Quotidien du Français libéral libertaire moyen, Libération ne surprend plus. L’actuel devenir du journal, de plus en plus décalé de la réalité, de plus en plus hors sol, ne peut qu’interroger sur ce qui est pensé dans les milieux auquel il s’adresse. C’était le cas le mercredi 30 octobre 2019.
Dans la masse de l’actualité de ce mercredi 30 octobre 2019 (le Brexit, le Chili, l’Ethiopie, la Libye, le nucléaire, les retraites, l’Iran…), Libération choisit à juste titre de faire sa Une sur l’attaque menée contre une mosquée à Bayonne par un individu de 84 ans vite identifié. Vu la manière dont l’islam s’est imposé quotidiennement dans le débat public, voile aidant, le choix est judicieux. On imagine l’information jouissive du côté de Libé : à la « pointe » de la lutte contre « l’islamophobie », depuis des quartiers parisiens où l’on ne croise guère de femmes voilées, Libération ne cesse de répéter que « discriminer » les femmes qui choisiraient de porter le voile musulman serait un facteur de danger pour la société française, ce que l’islam ne serait pas. Bayonne tombe à pic.

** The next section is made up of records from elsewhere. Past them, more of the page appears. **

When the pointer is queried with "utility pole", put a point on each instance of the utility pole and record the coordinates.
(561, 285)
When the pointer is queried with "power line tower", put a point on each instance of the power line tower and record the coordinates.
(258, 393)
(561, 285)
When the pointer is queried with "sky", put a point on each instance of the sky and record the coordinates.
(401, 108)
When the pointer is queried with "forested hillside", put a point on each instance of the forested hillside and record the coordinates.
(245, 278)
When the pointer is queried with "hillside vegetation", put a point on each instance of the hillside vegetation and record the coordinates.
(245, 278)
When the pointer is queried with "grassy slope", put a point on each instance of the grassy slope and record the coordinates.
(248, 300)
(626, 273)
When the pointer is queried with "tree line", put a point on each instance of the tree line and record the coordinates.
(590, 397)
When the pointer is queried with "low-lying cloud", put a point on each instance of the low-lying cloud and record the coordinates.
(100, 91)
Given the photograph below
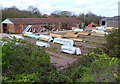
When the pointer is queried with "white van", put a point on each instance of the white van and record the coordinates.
(63, 41)
(16, 37)
(42, 44)
(70, 49)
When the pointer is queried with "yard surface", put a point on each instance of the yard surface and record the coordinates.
(59, 59)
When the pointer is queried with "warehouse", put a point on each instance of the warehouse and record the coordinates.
(18, 25)
(111, 21)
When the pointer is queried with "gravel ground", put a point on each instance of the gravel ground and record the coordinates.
(62, 60)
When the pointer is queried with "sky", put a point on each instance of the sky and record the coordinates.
(108, 8)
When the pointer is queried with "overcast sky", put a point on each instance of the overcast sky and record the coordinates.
(106, 8)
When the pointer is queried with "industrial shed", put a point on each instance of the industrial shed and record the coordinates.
(111, 21)
(18, 25)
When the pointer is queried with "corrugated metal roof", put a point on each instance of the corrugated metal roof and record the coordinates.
(44, 20)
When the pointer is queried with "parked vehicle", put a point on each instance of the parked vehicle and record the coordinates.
(42, 44)
(63, 41)
(16, 37)
(45, 38)
(70, 49)
(33, 36)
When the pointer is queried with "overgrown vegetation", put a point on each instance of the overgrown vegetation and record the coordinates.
(27, 63)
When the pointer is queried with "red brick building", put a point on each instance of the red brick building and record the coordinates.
(17, 25)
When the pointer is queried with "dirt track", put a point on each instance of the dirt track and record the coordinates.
(62, 59)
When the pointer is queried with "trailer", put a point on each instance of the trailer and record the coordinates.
(56, 35)
(16, 37)
(42, 44)
(63, 41)
(45, 38)
(33, 36)
(79, 40)
(83, 33)
(27, 33)
(70, 49)
(71, 34)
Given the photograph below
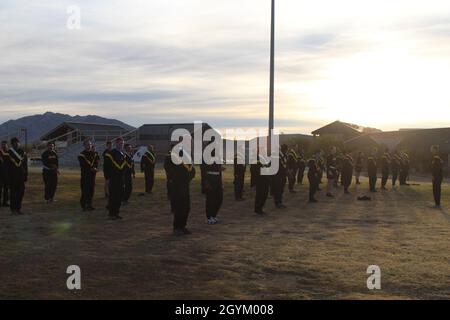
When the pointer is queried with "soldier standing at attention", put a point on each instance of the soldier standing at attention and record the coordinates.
(301, 164)
(115, 163)
(107, 150)
(148, 162)
(385, 164)
(89, 169)
(17, 168)
(50, 172)
(213, 190)
(169, 181)
(4, 187)
(279, 179)
(239, 176)
(438, 176)
(313, 177)
(347, 172)
(372, 170)
(261, 183)
(358, 166)
(292, 167)
(395, 167)
(331, 171)
(181, 175)
(129, 174)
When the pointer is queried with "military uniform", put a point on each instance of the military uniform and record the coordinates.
(313, 178)
(395, 167)
(129, 172)
(262, 184)
(88, 164)
(385, 164)
(358, 167)
(115, 163)
(17, 168)
(347, 173)
(372, 171)
(148, 161)
(180, 176)
(438, 177)
(4, 184)
(239, 178)
(301, 166)
(213, 190)
(292, 167)
(50, 165)
(279, 180)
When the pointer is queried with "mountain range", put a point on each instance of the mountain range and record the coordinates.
(39, 124)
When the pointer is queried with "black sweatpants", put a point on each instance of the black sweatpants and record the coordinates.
(214, 199)
(149, 174)
(116, 194)
(437, 190)
(181, 205)
(262, 192)
(87, 184)
(128, 187)
(50, 183)
(17, 192)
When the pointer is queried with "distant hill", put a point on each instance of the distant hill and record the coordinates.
(39, 124)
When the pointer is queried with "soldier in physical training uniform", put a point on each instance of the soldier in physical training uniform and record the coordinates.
(4, 184)
(239, 176)
(89, 168)
(385, 164)
(331, 171)
(359, 166)
(181, 174)
(372, 171)
(50, 171)
(438, 176)
(279, 179)
(17, 168)
(213, 191)
(148, 162)
(115, 163)
(347, 172)
(129, 174)
(395, 168)
(301, 164)
(292, 167)
(107, 150)
(261, 183)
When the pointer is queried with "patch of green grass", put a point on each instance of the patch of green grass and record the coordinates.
(308, 251)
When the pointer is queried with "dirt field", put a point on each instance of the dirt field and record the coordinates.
(308, 251)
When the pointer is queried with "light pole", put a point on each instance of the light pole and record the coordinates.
(272, 69)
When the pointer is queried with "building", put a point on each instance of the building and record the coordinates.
(342, 131)
(68, 133)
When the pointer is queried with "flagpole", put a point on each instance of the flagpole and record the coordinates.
(272, 70)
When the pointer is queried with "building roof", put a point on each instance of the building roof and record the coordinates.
(85, 127)
(343, 128)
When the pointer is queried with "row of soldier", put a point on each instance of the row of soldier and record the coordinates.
(119, 172)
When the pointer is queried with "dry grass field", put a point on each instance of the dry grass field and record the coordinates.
(308, 251)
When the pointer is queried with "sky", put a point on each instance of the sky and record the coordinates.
(383, 64)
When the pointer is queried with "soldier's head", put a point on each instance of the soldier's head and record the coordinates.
(51, 146)
(435, 149)
(87, 145)
(119, 143)
(15, 143)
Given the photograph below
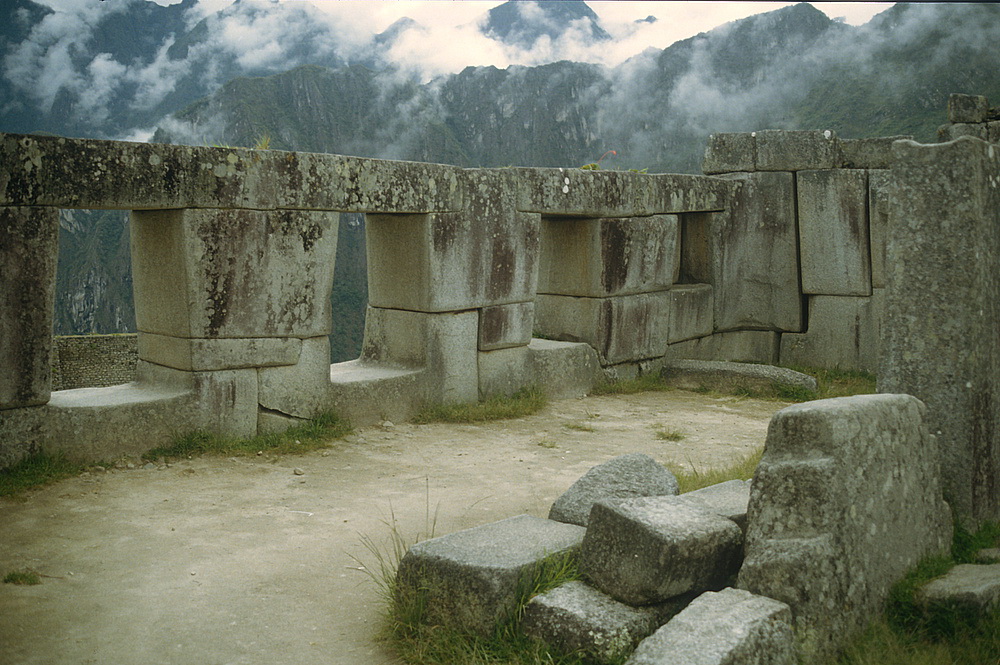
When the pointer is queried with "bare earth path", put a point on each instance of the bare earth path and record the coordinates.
(214, 561)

Ce ton est aussi celui du quotidien en ce mercredi 30 octobre.
Une seconde « actualité », la dernière page du journal consacrée au « retour sur scène » de l’actrice porno Nikita Bellucci, entièrement dévoilée (« à découvert »), venant ponctuer le numéro du quotidien, montrant combien Joffrin et ses collègues sont hors sol.
La Une
Sobre. En rouge, « attaque de Bayonne » (attaque, attentat, attaque… la discussion a sans doute été serrée au sein de la rédaction). En gros caractères noirs : « Climat de haine ». En petit caractère noirs : « L’attaque d’une mosquée par un retraité d’extrême droite survient au milieu d’un débat national tendu et souvent dirigé contre les musulmans ».

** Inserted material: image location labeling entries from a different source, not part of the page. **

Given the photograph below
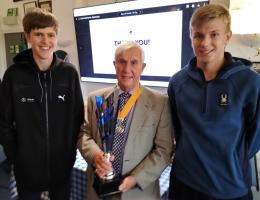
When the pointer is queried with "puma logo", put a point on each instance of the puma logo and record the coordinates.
(62, 97)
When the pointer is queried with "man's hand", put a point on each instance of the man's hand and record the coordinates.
(103, 165)
(128, 183)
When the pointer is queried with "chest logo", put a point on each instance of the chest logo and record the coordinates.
(223, 99)
(27, 100)
(62, 97)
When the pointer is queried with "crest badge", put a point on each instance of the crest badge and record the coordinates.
(223, 99)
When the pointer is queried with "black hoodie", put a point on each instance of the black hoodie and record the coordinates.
(40, 117)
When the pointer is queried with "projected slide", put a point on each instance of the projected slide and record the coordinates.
(160, 35)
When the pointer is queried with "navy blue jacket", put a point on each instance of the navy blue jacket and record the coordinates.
(40, 117)
(217, 127)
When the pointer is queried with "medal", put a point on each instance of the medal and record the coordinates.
(119, 126)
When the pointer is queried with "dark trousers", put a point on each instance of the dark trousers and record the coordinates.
(61, 192)
(180, 191)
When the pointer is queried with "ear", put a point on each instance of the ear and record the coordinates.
(228, 36)
(143, 66)
(27, 37)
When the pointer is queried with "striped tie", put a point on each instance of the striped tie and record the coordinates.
(119, 136)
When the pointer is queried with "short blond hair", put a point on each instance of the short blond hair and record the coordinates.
(208, 13)
(39, 18)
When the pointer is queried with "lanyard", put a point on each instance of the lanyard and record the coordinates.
(129, 104)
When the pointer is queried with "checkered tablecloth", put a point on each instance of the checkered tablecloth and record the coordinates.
(79, 181)
(164, 181)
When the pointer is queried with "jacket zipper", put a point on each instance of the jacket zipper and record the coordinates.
(204, 104)
(47, 126)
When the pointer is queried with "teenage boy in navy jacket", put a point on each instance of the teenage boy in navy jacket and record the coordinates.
(215, 102)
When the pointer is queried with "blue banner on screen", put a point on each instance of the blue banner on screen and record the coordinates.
(160, 27)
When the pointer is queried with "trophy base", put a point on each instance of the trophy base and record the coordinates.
(106, 187)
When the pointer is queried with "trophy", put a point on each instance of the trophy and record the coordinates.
(109, 184)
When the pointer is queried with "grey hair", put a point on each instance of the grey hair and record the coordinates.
(129, 45)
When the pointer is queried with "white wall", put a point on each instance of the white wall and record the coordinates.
(63, 9)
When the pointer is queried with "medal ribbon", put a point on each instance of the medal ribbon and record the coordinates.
(129, 104)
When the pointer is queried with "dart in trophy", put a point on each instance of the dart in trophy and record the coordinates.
(109, 184)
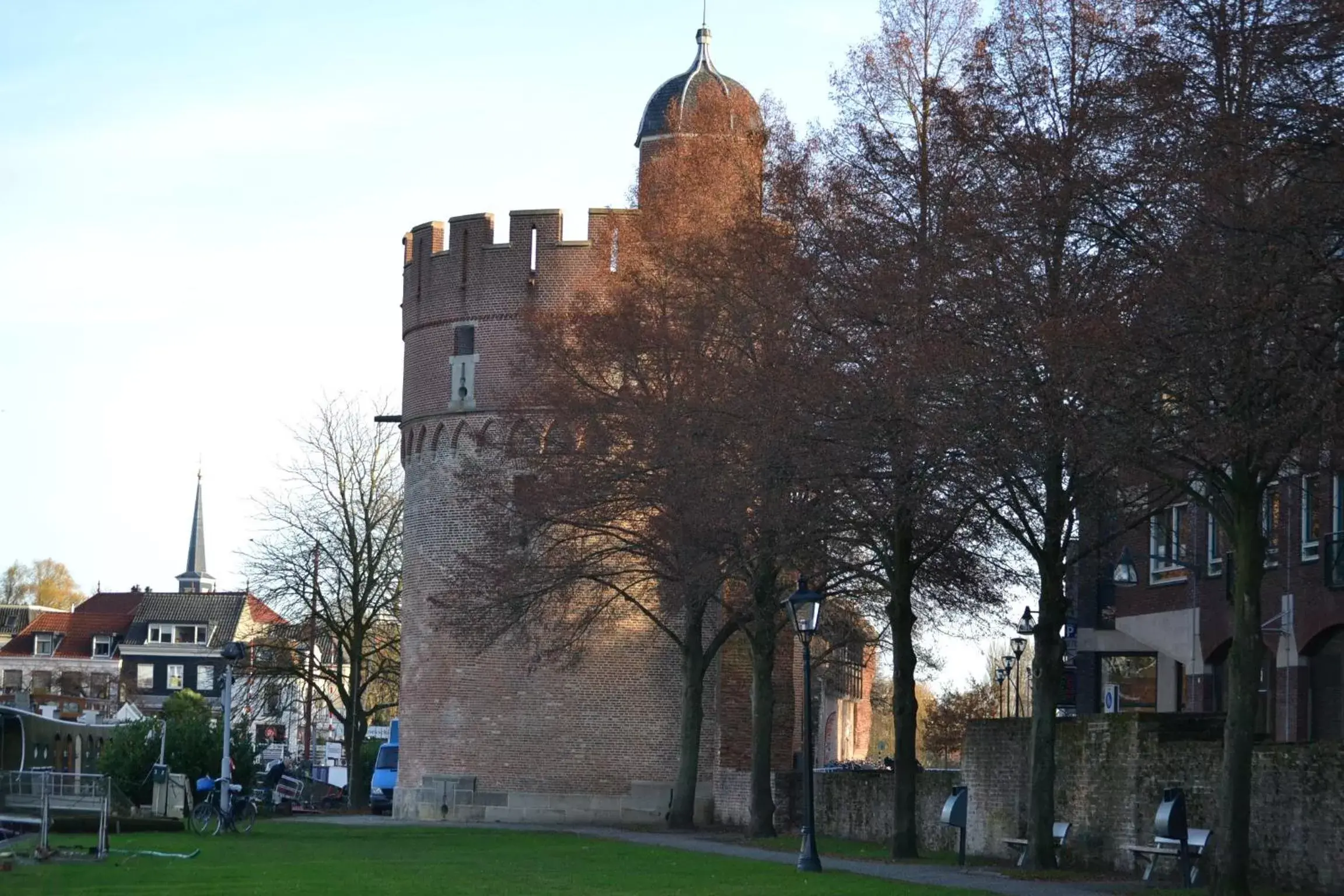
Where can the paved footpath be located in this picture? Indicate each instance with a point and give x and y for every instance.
(979, 879)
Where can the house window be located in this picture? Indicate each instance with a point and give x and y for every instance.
(1167, 546)
(1311, 522)
(1214, 547)
(72, 684)
(1270, 519)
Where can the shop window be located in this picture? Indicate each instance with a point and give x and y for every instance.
(1136, 675)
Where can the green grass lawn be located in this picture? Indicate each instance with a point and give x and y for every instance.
(285, 858)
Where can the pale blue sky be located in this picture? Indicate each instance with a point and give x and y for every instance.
(202, 207)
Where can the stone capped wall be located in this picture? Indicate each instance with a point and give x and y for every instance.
(858, 805)
(1112, 771)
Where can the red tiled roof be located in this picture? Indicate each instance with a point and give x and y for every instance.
(77, 628)
(114, 602)
(262, 614)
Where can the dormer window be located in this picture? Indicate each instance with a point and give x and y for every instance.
(166, 633)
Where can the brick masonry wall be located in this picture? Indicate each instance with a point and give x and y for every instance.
(858, 805)
(1112, 774)
(611, 718)
(734, 711)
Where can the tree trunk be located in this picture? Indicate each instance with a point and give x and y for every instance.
(762, 640)
(692, 719)
(905, 707)
(1046, 673)
(1231, 844)
(355, 727)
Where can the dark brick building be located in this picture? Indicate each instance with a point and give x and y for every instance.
(1161, 644)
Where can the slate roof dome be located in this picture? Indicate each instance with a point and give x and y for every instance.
(683, 90)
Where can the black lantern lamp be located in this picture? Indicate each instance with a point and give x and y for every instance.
(804, 609)
(1125, 574)
(1019, 645)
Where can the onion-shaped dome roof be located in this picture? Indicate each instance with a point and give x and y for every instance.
(683, 89)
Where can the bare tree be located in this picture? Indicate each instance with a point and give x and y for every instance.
(908, 522)
(1046, 114)
(332, 564)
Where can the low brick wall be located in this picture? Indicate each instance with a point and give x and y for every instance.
(855, 805)
(1111, 775)
(460, 799)
(733, 799)
(858, 805)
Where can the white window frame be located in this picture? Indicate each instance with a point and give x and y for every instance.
(167, 633)
(1213, 554)
(1160, 547)
(1308, 513)
(1272, 548)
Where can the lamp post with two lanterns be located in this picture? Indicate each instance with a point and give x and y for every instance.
(804, 609)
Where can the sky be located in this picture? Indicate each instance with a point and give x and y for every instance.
(202, 209)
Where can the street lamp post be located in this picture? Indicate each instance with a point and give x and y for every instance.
(804, 608)
(233, 652)
(1019, 645)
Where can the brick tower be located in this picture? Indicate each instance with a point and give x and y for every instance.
(489, 735)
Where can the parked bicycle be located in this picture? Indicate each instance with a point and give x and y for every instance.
(209, 818)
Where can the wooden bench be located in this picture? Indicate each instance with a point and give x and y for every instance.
(1196, 844)
(1061, 833)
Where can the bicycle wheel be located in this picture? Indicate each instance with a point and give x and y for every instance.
(205, 818)
(245, 817)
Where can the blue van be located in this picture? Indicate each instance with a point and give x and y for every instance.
(385, 775)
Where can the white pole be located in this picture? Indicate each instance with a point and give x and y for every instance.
(226, 775)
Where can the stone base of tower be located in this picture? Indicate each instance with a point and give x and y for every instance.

L’angle de l’analyse est donné : l’attaque contre cette mosquée serait directement liée au climat de haine alimenté par une « extrême droite » (qu’est-ce ?, demande-t-on sans cesse à des médias convenus qui semblent penser que définir l’extrême droite est en France une évidence) visant les musulmans à travers sa critique du port du voile. Les noms ne sont pas indiqués en Une mais chacun en reconnaîtra de nombreux, sur un spectre plutôt large - ce que le dessin de Plantu dans Le Monde daté du même jour montrait en moins de traits (un homme parlant au micro, un musulman dans une bulle de bande dessinée ; l’homme de la bulle, ensuite, pris pour cible).
L’éditorial de Joffrin ou la rhétorique uniformisée
Laurent Joffrin dit toujours la même chose au sujet de l’islam en France : il n’y a pas de souci avec la religion musulmane mais uniquement avec les « islamophobes », « xénophobes » etc, autrement dit tout ce qu’il appelle « l’extrême droite », c’est-à-dire dans son logiciel « la droite ». Car tout ce qui n’est pas de gauche, c’est le Mal. Laurent Joffrin pourrait aller voir le film Alice et le Maire et écouter attentivement le dernier discours écrit par Alice pour le maire Patrice Lucchini. Il apprendrait alors beaucoup sur la responsabilité de l’idéologie politique à laquelle il appartient dans la situation catastrophique actuelle.
Complotistes assassins !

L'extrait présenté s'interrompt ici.